Community Care Model
A new model for community health care will have its roots in the functional medicine model, which seeks to treat the cause of an individual’s suffering, not just their symptoms. Due to dietary changes, the liberal use of recreational drugs, pharmaceuticals and modern-day stressors, millennials have higher long-term illness rates than previous generations. Even before the Covid -19 pandemic, society was becoming increasingly isolated, perhaps due to communication advancement through technology. Unless there is a shift towards healthier, happier communities, an epidemic of autoimmune conditions and cognitive decline amongst our population is inevitable.
When things go wrong, the consensus is to go to the Doctor for a quick fix. But the increasing prescription of pharmaceuticals over diet and lifestyle intervention is potentially exacerbating the problem. Long term health conditions pose a substantial drain on our health care system. With the current health care system barely meeting demand, we must educate our population to seek radical self-care over disease management. The solution is health preservation. Our message must become more than eating ‘5 a day’. It must become a movement where education drives logic. Firstly, we need to meet our communities where they are at, providing care and support for the infirm and chronically ill. Educating the young around emotional intelligence in a safe, nurturing environment will instil seeds of change for future generations. Therapeutic hubs, where the public can access integrative care and learn about health maintenance, will dilute some of the bottlenecks authorities face.
This work’s need has increased due to the gradual degradation of community spirit that once knitted people together. Charles Einstein’s seminal work Sacred Economics describes how we have shifted from the gift economy to the age of separation, ‘we have become helplessly independent’. Without community, we are dependent on daycare for our children, private health care for the elderly and counselling for barely getting by.

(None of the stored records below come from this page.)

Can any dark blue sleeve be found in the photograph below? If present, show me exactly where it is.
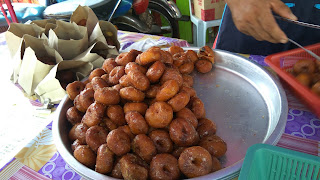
[216,0,320,55]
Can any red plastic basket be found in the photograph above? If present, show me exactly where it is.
[265,43,320,118]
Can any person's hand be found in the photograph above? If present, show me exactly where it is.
[226,0,297,43]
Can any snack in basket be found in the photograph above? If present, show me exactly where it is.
[63,46,227,179]
[292,59,320,96]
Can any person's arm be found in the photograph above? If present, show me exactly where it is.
[225,0,297,43]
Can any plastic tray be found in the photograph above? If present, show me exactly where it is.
[239,144,320,180]
[265,43,320,117]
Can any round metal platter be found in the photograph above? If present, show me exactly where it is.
[53,48,288,179]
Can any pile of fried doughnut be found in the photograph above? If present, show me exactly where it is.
[66,46,227,180]
[293,59,320,97]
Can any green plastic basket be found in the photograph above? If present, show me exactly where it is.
[239,144,320,180]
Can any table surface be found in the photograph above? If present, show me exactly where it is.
[0,31,320,179]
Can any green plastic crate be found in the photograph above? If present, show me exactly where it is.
[239,144,320,180]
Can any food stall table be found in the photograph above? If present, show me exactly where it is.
[0,31,320,179]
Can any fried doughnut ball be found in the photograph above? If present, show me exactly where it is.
[120,153,148,180]
[109,66,125,85]
[112,84,122,92]
[181,85,197,98]
[74,123,89,144]
[179,62,194,74]
[120,86,145,102]
[82,102,106,127]
[79,89,94,110]
[146,61,166,83]
[84,82,93,89]
[110,156,123,179]
[211,156,222,172]
[176,108,201,129]
[115,49,140,66]
[90,77,108,91]
[132,134,157,163]
[95,144,114,174]
[149,130,173,154]
[296,73,312,87]
[128,71,150,91]
[199,135,227,158]
[185,50,198,63]
[107,129,130,156]
[311,81,320,96]
[189,97,206,119]
[86,125,108,152]
[178,146,212,178]
[160,68,183,87]
[182,74,193,87]
[119,75,131,87]
[197,118,217,138]
[73,94,86,113]
[125,111,149,134]
[73,145,96,169]
[106,105,126,126]
[198,46,214,63]
[68,123,80,141]
[123,102,148,116]
[169,118,199,146]
[145,101,173,128]
[66,81,86,101]
[102,117,118,131]
[118,125,136,141]
[88,68,106,81]
[146,84,160,98]
[168,91,190,112]
[149,154,180,180]
[195,59,212,73]
[135,48,161,66]
[102,58,118,74]
[124,62,147,74]
[171,146,187,159]
[94,87,120,105]
[160,50,173,64]
[156,80,179,101]
[66,106,83,125]
[168,46,184,55]
[293,59,316,74]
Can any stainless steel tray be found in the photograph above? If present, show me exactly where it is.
[53,48,288,179]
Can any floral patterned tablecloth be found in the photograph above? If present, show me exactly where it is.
[0,32,320,179]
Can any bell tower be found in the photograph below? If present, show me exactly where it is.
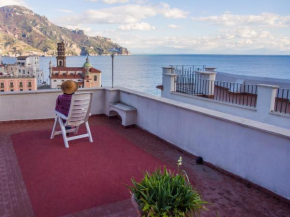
[56,42,66,67]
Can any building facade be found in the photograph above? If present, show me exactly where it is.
[6,55,44,85]
[49,42,101,89]
[0,56,39,92]
[0,76,37,92]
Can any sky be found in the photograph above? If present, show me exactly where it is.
[0,0,290,55]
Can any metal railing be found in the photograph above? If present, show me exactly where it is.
[169,65,206,76]
[274,88,290,114]
[175,74,257,107]
[0,75,35,79]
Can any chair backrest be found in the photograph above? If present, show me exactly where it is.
[66,93,93,126]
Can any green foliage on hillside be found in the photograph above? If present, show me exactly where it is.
[0,6,130,55]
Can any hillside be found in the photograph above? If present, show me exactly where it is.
[0,6,130,56]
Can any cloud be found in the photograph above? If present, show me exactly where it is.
[158,3,189,19]
[56,5,156,25]
[56,9,73,13]
[55,3,188,25]
[103,25,290,54]
[102,0,129,4]
[86,0,129,4]
[0,0,28,7]
[118,23,156,31]
[191,12,290,28]
[167,24,180,29]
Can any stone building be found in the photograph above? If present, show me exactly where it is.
[49,42,101,88]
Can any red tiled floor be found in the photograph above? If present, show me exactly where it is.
[0,116,290,217]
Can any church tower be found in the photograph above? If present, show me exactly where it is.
[56,42,66,67]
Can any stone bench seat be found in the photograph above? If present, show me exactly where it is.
[109,103,137,127]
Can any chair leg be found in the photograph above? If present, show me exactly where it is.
[86,121,93,142]
[58,118,69,148]
[50,116,57,139]
[74,126,80,134]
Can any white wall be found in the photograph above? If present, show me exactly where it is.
[0,88,290,199]
[0,88,105,121]
[120,89,290,199]
[161,71,290,129]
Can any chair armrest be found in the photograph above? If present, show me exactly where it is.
[54,111,67,120]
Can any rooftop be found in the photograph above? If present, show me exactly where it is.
[0,88,290,217]
[0,115,290,217]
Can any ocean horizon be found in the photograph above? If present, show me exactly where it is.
[2,54,290,95]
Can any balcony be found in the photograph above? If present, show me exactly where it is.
[0,88,290,217]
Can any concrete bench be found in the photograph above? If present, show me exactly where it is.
[109,103,137,127]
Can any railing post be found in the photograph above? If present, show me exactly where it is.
[195,71,216,98]
[161,67,177,97]
[256,84,279,115]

The smart approach is to educate people that holistic, therapeutic care significantly impacts the broader landscape. That, with the correct direction, could also improve our economy. We must reinstate community care throughout our population and plant seeds of confidence based on professional support and trust. Developing therapeutic care hubs and deploying trained therapists will generate enthusiasm and resilience across communities.
Building health partnerships with local providers is fundamental and will require a network of professional practitioners that follow an ethos of integrative leadership. The work will include holistic therapy services, well-being training, affordable training and CPD units to instil vocation. The core delivery of this work will deliver the powerful message that ‘community collaboration heals’. Through fresh, sensitive social interactions and service delivery, everyone’s needs can be identified and addressed holistically.